Background: Emergency physicians need a broad range of knowledge and skills to address critical medical, traumatic, and environmental conditions. Artificial intelligence (AI), including large language models (LLMs), has potential applications in healthcare settings; however, the performance of LLMs in emergency medicine remains unclear.

Methods: To evaluate the reliability of information provided by ChatGPT, an LLM was given the questions set by the Japanese Association of Acute Medicine in its board certification examinations over a period of 5 years (2018-2022) and programmed to answer them twice.
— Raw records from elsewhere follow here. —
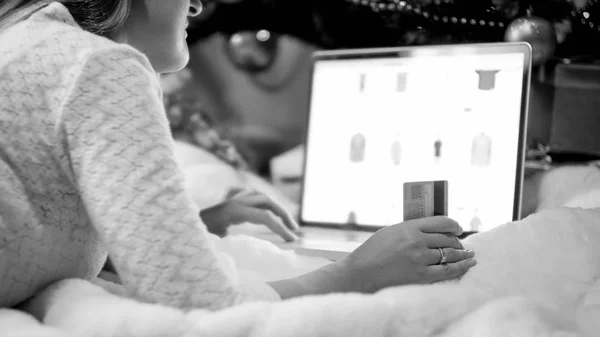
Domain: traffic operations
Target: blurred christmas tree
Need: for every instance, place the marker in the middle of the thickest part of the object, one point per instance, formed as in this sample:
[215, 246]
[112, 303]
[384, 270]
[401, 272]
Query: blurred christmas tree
[555, 28]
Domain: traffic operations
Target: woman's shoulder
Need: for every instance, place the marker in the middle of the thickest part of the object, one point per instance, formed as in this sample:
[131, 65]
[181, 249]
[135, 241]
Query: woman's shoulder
[52, 37]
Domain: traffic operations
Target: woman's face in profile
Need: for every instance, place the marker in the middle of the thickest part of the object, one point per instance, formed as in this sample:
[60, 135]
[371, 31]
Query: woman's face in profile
[158, 29]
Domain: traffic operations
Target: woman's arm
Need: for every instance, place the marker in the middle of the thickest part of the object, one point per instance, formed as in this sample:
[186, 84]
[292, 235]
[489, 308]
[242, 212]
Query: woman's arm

Statistical analysis was used to assess agreement of the two responses.

Results: The LLM successfully answered 465 of the 475 text-based questions, achieving an overall correct response rate of 62.3%. For questions without images, the rate of correct answers was 65.9%. For questions with images that were not explained to the LLM, the rate of correct answers was only 52.0%. The annual rates of correct answers to questions without images ranged from 56.3% to 78.8%. Accuracy was better for scenario-based questions (69.1%) than for stand-alone questions (62.1%). Agreement between the two responses was substantial (kappa = 0.70). Factual error accounted for 82% of the incorrectly answered questions.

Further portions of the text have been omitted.